From there the job fans into the resources that do the work. The compute cluster scales from zero to a node and becomes the muscle. To run, that node needs three things, each from a different backing resource: it pulls its environment image from the Container Registry (ACR), mounts its data from a datastore (which points at a Storage account — note the data never lived in the workspace), and on finish writes outputs, metrics and the registered model back into that same Storage, with telemetry flowing to Application Insights and any secrets read from Key Vault. The numbered badges mark the four places a first-week job most often breaks — quota, image build, data access, and idle cost — so the diagram doubles as a triage map. Follow the arrows once and the whole “where does everything live?” question answers itself: compute is rented and ephemeral, data and artifacts live in Storage, images live in ACR, secrets in Key Vault, and the workspace just remembers how it all fit together.

Real-world scenario

Meridian Logistics, a mid-size freight company, wants to predict which shipments will be delayed so dispatchers can intervene early. Their data team is two people — one data scientist (Priya) and one platform engineer (Sam) — with a monthly Azure budget around ₹40,000 for the whole ML footprint. The training data is six months of shipment records (about 30 GB) already sitting in an existing ADLS Gen2 account that the data-engineering team owns.

Priya’s first instinct was the laptop path: she pulled a sample to her machine, trained a scikit-learn model in a notebook, and got a promising AUC. Then reality hit. The full 30 GB didn’t fit comfortably in memory; the “good” model was a .pkl on her desktop; and when she retrained a week later with an updated library, the numbers shifted and she couldn’t tell whether the model or the data had changed. Sam recognised every one of these as a workspace-shaped problem and stood up the foundation.

He created a workspace (mlw-meridian) with a bring-your-own Storage account and Key Vault so the platform team kept control of encryption and naming, and granted the workspace’s managed identity Storage Blob Data Reader on the data-engineering ADLS account — so Priya could read the real data with no keys stored anywhere. He registered that account as an identity-based datastore (ds_shipments) and the six-month extract as a versioned data asset (shipments:1).

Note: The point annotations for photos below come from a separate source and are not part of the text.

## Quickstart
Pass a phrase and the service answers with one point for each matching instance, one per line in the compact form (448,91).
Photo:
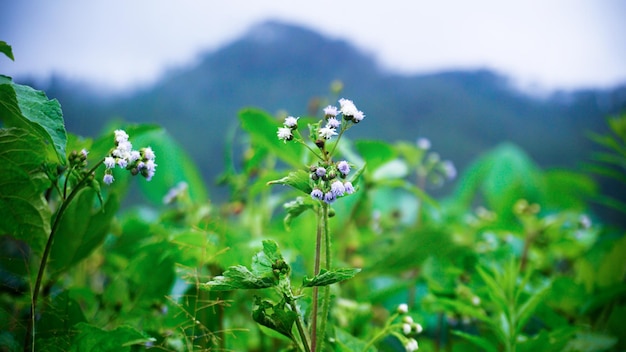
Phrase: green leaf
(375,153)
(483,343)
(297,179)
(22,205)
(297,207)
(262,128)
(568,190)
(591,341)
(502,177)
(94,339)
(81,231)
(527,309)
(548,341)
(239,277)
(613,267)
(24,107)
(57,322)
(6,50)
(326,278)
(174,166)
(344,342)
(274,316)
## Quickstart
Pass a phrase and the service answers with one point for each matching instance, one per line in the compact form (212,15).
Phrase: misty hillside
(280,67)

For compute he created one small compute instance for Priya’s interactive work (with 30-minute idle shutdown) and one GPU compute cluster at min_instances: 0, max_instances: 3 — zero cost when no job runs.

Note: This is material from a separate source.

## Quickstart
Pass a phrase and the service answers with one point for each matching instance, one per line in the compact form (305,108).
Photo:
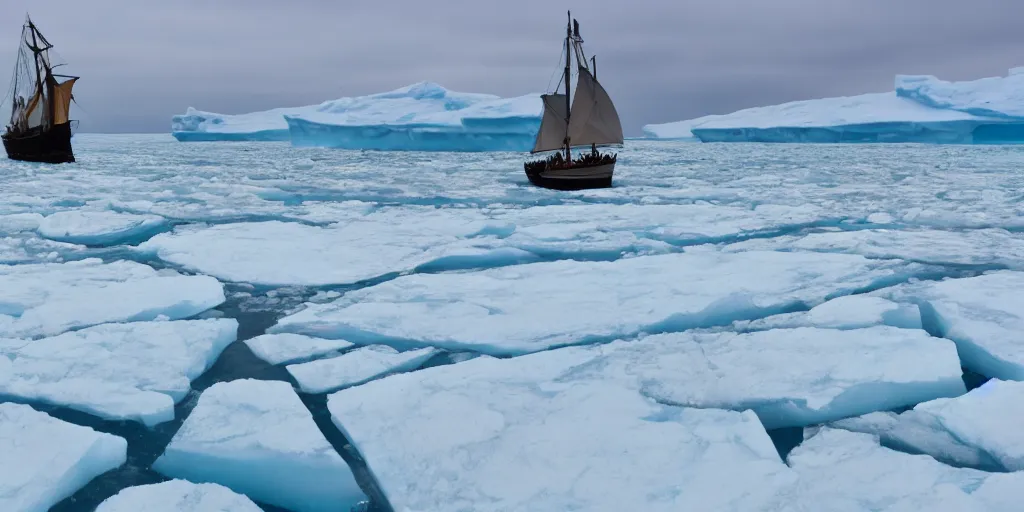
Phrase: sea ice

Priya rewrote her notebook as a command job: a train.py reading shipments@latest, running in a pinned environment (shipments-env:1, scikit-learn 1.5.1 + pandas, with MLflow), on gpu-cluster. The first submission sat in Queued for several minutes, then Preparing for eight more — Sam explained that was the first image build into ACR, a one-time cost; later runs reused the cached image and started in under a minute. The run completed, MLflow autolog captured the parameters and AUC, and a model was registered with full lineage: this model came from this run, which used shipments:1 in shipments-env:1.

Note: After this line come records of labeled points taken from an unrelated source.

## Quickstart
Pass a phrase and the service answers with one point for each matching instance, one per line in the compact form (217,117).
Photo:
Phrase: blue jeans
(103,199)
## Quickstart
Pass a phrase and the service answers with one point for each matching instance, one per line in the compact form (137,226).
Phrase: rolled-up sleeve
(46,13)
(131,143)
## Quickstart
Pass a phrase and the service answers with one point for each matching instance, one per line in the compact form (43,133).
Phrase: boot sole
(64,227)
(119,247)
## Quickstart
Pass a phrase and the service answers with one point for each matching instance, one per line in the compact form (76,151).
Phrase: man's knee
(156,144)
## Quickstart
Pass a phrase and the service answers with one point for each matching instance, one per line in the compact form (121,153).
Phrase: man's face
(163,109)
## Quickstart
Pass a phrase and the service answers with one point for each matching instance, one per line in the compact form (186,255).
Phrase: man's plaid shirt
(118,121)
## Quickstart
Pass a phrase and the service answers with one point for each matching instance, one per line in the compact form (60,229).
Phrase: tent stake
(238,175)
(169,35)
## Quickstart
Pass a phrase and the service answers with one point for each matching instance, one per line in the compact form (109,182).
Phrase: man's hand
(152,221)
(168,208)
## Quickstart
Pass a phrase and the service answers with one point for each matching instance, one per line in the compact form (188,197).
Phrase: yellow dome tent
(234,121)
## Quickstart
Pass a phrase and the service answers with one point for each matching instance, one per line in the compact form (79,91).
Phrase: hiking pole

Two incidents taught the team the lessons this article front-loads. First, a sweep of twelve hyperparameter combinations sat stuck in Queued — they’d asked for more nodes than their subscription’s NC-family vCPU quota allowed, so the cluster couldn’t scale past two. Sam raised a quota request and capped max_instances to match. Second, the month’s bill came in higher than expected: someone had set the cluster’s min_instances to 1 “to make jobs start faster,” quietly paying for a GPU node around the clock. Resetting it to 0 dropped the compute line back under budget. By month two the whole footprint — workspace, instance (idle-shutdown on), scale-to-zero cluster, and storage — ran at about ₹22,000, comfortably inside budget, and every model in the registry traced cleanly to the data and environment that produced it. The line Priya pinned above her desk: “The workspace doesn’t train the model — it remembers exactly how the model was trained.”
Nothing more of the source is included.